RTL synthesis has joined the array of tools developed by Cadence Design Systems that employ distributed processing, with the aim of exploring more ways of creating area- and power-efficient logic blocks.
The successor to Encounter RTL Compiler, Genus splits and distributes the blocks it processes at three different levels. For large blocks, the tool starts at the level of roughly 100,000-instance subblocks and working down to the unit level where the tasks are allocated to threads on a single server or workstation to try a number of different synthesis strategies in parallel to find the best fit for the design.
Paul Cunningham, Cadence vice president of R&D who moved over 18 months ago to front-end design at the company from his former focus on implementation tools such as CC-Opt, said synthesis needs to be able to cope with the diversity of design types – ranging from ultralow-energy IoT designs through mobile appliances up to cloud computing SoCs. This requires the exploration of many different gate-level outcomes to find the best fit for the design. “It’s anything we can do to get better power and area,” he said.
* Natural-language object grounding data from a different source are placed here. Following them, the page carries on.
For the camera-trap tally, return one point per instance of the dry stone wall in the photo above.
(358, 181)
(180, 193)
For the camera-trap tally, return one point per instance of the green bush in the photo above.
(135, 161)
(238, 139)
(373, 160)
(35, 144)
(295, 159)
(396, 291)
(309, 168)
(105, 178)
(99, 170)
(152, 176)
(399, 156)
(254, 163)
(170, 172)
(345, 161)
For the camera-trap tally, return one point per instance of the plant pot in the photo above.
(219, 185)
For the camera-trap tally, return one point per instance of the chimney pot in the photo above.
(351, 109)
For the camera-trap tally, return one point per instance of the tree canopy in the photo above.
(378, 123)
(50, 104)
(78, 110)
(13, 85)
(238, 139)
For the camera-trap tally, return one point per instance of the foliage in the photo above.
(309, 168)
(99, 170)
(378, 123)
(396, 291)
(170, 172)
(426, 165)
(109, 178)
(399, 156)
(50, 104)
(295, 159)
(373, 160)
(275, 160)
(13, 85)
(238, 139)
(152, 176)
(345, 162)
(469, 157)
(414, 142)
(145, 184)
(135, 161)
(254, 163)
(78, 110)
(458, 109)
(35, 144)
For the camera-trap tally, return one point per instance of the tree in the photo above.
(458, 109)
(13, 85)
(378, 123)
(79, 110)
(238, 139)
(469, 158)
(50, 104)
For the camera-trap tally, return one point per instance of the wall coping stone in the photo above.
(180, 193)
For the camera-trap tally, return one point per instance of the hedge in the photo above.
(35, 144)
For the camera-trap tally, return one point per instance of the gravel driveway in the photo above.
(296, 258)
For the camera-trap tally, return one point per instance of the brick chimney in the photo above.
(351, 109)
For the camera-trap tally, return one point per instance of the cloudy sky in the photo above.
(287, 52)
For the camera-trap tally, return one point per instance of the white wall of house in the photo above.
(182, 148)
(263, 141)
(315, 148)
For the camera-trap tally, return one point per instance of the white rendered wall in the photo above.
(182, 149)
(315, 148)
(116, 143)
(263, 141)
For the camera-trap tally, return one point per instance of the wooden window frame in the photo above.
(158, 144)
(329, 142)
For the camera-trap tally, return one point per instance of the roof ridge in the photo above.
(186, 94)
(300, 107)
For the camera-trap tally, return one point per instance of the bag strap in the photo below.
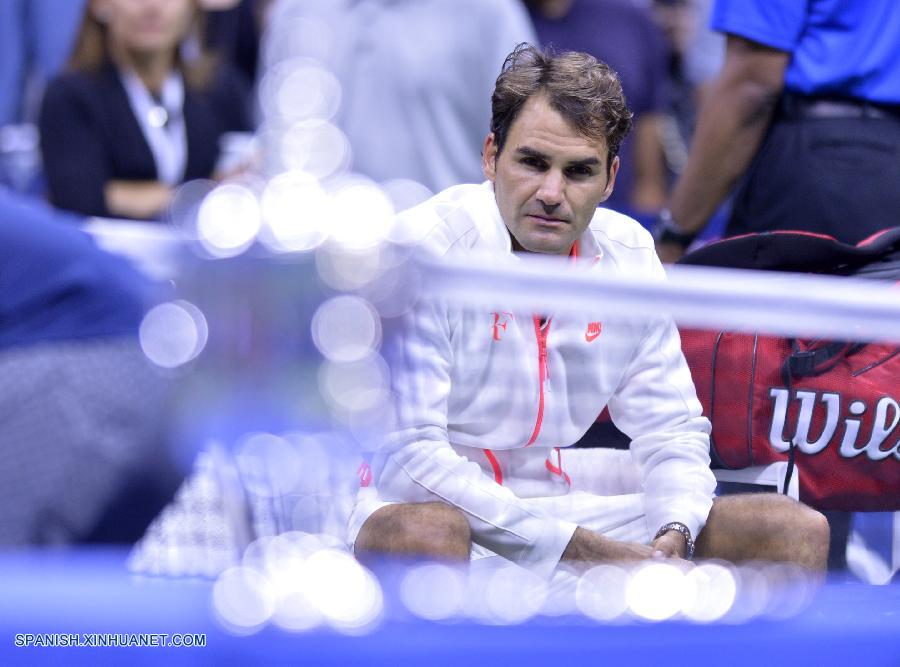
(806, 363)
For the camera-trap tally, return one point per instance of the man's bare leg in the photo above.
(417, 530)
(764, 527)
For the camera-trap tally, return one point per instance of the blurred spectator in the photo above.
(625, 37)
(416, 77)
(139, 113)
(233, 30)
(81, 451)
(806, 113)
(36, 37)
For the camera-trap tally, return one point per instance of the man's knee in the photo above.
(425, 530)
(765, 526)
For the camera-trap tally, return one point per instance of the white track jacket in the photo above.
(485, 398)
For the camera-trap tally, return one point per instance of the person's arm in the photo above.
(656, 406)
(75, 161)
(731, 125)
(136, 199)
(417, 463)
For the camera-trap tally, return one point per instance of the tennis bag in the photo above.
(833, 407)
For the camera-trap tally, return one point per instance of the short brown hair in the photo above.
(91, 50)
(584, 90)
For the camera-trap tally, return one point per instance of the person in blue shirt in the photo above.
(82, 451)
(804, 116)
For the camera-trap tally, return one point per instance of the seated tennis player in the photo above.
(487, 398)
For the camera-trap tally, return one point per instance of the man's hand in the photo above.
(670, 544)
(586, 546)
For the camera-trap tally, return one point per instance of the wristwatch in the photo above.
(665, 230)
(685, 533)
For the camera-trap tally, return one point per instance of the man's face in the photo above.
(548, 179)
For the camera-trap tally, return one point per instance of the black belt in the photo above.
(796, 107)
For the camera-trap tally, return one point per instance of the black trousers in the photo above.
(830, 175)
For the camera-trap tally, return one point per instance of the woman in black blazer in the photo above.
(133, 118)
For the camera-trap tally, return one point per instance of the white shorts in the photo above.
(619, 517)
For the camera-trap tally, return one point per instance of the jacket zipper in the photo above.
(542, 374)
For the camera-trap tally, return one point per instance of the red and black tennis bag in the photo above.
(831, 407)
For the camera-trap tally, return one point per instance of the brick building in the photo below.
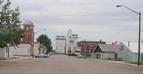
(26, 46)
(88, 46)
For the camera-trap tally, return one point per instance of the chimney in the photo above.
(128, 43)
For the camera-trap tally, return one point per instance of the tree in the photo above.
(10, 30)
(43, 39)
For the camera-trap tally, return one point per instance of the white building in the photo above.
(7, 53)
(60, 44)
(22, 50)
(129, 52)
(71, 42)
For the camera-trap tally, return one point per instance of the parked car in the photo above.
(81, 56)
(41, 55)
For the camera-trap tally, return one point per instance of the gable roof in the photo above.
(133, 46)
(108, 47)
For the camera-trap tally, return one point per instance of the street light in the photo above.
(139, 36)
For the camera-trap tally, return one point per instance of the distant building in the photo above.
(129, 52)
(26, 48)
(105, 51)
(88, 46)
(71, 42)
(60, 44)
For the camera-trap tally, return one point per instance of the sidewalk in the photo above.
(123, 62)
(17, 58)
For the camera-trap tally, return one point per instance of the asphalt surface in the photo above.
(61, 64)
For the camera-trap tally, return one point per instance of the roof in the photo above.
(108, 47)
(133, 46)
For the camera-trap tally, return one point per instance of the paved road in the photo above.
(61, 64)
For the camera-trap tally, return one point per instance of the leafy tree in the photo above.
(43, 39)
(79, 44)
(10, 30)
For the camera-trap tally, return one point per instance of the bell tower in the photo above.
(28, 36)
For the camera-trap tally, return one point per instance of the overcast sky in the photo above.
(90, 19)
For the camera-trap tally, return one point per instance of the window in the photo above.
(27, 37)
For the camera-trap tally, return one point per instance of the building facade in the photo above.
(26, 47)
(88, 46)
(60, 44)
(71, 42)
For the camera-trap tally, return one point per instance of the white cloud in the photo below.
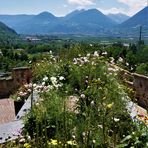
(134, 5)
(81, 2)
(112, 10)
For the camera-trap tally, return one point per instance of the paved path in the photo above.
(12, 130)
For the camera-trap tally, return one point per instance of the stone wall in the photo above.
(19, 77)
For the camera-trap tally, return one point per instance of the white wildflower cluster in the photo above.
(23, 92)
(49, 84)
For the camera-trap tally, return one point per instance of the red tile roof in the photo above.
(7, 111)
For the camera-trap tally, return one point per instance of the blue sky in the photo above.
(63, 7)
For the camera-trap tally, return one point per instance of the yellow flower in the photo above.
(110, 105)
(27, 145)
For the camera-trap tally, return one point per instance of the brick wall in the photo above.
(19, 77)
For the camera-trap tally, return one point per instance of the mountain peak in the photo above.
(45, 15)
(140, 18)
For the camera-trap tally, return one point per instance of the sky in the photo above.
(63, 7)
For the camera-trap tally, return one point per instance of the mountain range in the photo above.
(6, 33)
(118, 18)
(77, 22)
(87, 22)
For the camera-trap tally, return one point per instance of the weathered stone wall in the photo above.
(19, 77)
(6, 88)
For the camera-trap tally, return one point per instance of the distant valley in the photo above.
(86, 22)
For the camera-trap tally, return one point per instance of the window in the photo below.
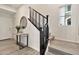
(65, 15)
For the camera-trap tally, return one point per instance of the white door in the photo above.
(5, 27)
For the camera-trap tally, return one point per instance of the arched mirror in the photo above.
(23, 22)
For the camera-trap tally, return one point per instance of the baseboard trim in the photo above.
(60, 39)
(7, 39)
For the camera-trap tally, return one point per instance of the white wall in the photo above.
(6, 26)
(34, 39)
(66, 33)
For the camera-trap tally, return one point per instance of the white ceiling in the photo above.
(15, 6)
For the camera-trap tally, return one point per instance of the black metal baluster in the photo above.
(30, 12)
(36, 19)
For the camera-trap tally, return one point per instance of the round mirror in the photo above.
(23, 22)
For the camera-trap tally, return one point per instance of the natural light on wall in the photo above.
(65, 15)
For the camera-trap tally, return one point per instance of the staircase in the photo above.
(41, 23)
(60, 47)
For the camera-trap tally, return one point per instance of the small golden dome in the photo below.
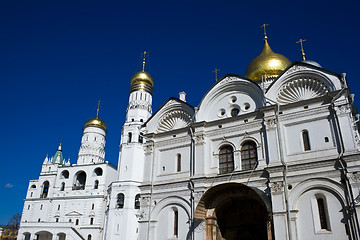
(142, 81)
(267, 64)
(95, 122)
(142, 77)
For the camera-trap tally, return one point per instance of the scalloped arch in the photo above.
(174, 120)
(301, 89)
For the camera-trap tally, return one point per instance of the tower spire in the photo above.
(144, 62)
(97, 110)
(302, 48)
(215, 71)
(264, 26)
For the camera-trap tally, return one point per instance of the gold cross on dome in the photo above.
(302, 48)
(264, 26)
(144, 61)
(97, 110)
(215, 71)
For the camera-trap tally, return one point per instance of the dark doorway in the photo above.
(242, 218)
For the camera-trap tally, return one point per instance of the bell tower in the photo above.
(93, 141)
(124, 206)
(131, 157)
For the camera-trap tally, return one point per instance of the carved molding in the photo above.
(295, 69)
(199, 139)
(174, 120)
(301, 89)
(343, 109)
(270, 122)
(148, 148)
(277, 188)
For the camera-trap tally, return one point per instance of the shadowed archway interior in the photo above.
(234, 211)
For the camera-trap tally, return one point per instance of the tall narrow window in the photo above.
(178, 162)
(98, 172)
(62, 188)
(137, 201)
(234, 112)
(226, 159)
(248, 155)
(45, 189)
(324, 224)
(120, 200)
(306, 141)
(176, 223)
(80, 181)
(64, 174)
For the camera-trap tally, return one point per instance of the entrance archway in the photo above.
(43, 235)
(234, 211)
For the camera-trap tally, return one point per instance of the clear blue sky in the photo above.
(58, 58)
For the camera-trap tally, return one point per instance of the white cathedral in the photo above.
(272, 155)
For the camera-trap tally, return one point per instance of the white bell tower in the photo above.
(124, 206)
(131, 158)
(93, 141)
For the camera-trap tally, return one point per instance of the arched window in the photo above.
(137, 201)
(306, 141)
(98, 172)
(64, 174)
(176, 223)
(178, 162)
(248, 155)
(323, 213)
(226, 159)
(80, 181)
(45, 189)
(120, 200)
(234, 112)
(62, 188)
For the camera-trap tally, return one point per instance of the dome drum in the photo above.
(95, 122)
(141, 86)
(268, 64)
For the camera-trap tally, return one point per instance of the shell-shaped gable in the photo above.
(174, 114)
(303, 81)
(231, 96)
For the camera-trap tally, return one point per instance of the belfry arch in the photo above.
(234, 211)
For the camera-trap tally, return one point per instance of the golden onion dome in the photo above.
(142, 77)
(142, 81)
(267, 64)
(95, 122)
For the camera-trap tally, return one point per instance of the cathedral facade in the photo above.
(272, 155)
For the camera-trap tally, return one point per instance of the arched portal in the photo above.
(43, 235)
(234, 211)
(61, 236)
(26, 236)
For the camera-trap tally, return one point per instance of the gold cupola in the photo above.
(268, 64)
(96, 121)
(142, 81)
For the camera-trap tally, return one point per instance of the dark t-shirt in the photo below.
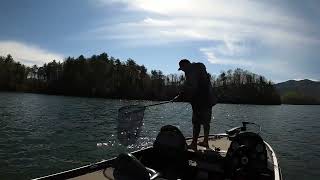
(197, 88)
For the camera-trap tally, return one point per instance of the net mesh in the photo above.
(129, 123)
(131, 113)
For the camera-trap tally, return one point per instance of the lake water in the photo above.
(42, 134)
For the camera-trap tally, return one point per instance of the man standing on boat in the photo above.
(198, 91)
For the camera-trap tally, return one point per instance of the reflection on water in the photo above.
(130, 120)
(42, 134)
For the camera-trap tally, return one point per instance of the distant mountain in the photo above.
(299, 92)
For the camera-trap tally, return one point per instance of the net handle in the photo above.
(164, 102)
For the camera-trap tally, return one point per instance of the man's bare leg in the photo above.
(206, 130)
(196, 132)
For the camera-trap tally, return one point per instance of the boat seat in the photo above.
(127, 167)
(170, 152)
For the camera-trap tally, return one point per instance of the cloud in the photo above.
(27, 54)
(257, 35)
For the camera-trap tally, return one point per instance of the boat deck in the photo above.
(215, 142)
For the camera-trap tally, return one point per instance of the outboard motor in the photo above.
(170, 152)
(246, 156)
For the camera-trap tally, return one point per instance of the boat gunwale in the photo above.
(108, 162)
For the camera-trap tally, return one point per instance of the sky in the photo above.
(277, 39)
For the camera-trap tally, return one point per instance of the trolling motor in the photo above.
(236, 130)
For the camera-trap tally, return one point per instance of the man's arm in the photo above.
(190, 87)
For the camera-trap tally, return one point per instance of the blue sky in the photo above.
(279, 40)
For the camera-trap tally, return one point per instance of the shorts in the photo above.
(201, 115)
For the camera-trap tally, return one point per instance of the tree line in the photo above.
(108, 77)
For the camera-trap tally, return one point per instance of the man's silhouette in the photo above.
(198, 91)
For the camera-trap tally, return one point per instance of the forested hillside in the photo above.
(299, 92)
(108, 77)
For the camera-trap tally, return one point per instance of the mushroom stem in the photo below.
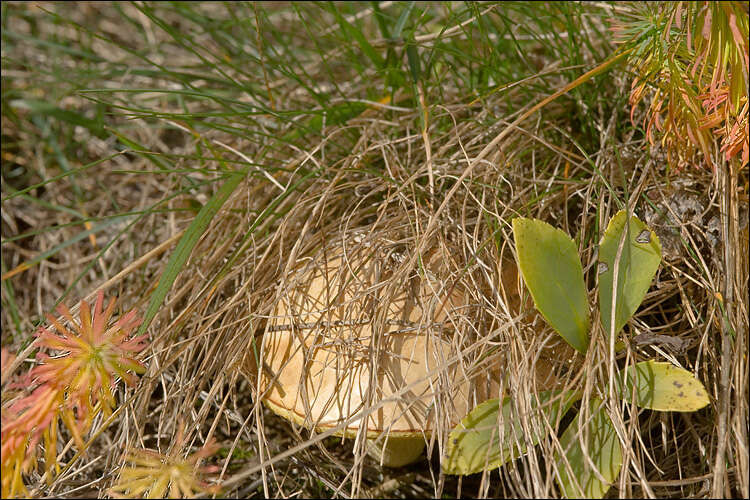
(396, 451)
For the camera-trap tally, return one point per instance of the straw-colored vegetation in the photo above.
(190, 159)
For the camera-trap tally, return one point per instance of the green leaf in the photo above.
(552, 271)
(664, 387)
(186, 244)
(475, 444)
(602, 447)
(641, 254)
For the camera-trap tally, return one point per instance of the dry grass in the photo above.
(376, 176)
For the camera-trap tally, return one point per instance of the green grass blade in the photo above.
(602, 447)
(186, 244)
(641, 254)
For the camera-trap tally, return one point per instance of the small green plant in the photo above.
(629, 254)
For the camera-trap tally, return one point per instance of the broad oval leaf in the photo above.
(641, 254)
(552, 270)
(664, 387)
(602, 447)
(476, 444)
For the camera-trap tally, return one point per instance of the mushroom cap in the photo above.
(336, 347)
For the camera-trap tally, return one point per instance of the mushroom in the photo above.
(336, 348)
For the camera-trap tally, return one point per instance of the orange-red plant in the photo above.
(73, 386)
(691, 60)
(152, 473)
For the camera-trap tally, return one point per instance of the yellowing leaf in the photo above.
(664, 387)
(479, 443)
(552, 270)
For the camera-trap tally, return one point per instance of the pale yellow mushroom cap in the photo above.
(330, 330)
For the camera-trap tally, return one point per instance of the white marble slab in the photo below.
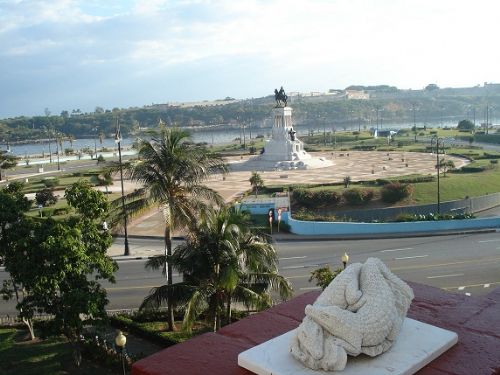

Image Parallelization strategy used by Genus to divide blocks among CPUs
The synthesis optimizations in Genus have focused on architectural transformations, not dissimilar to some of the techniques used in system-level synthesis. “Those are hugely powerful in trading power, performance and area. We characterize many different architectural transformations of the design. Every one of those configurations is a point on a curve. We funnel all of those results into an analytical solver to decide on the globally best PPA,” Cunningham said.
A customer test on a video codec block led to a 16 per cent improvement in area with the runtime halving to just under 15 minutes.
The decisions extend to considerations of different types of logic that can minimize attributes such as power for certain processes. For example, power consumption caused by glitches has emerged as an issue in finFET-based designs because the devices have focused attention back on dynamic power (Guide) and because some of the physical techniques for glitch minimization are not available with quantized devices.
“Power cost is one of the calculations, so it may pick a configuration that uses low-glitch arithmetic,” he said.
Cunningham said the use of architectural exploration in RTL synthesis may lead to more designers expressing their designs at a relatively high level rather than trying to overconstrain the synthesis through the use of almost gate-level constructs. “It’s like optimizing compilers for C++. Very few people use inline assembler now because the compiler generally produces better results. I believe that as our customers get more confidence in this approach they may change the way they write RTL.”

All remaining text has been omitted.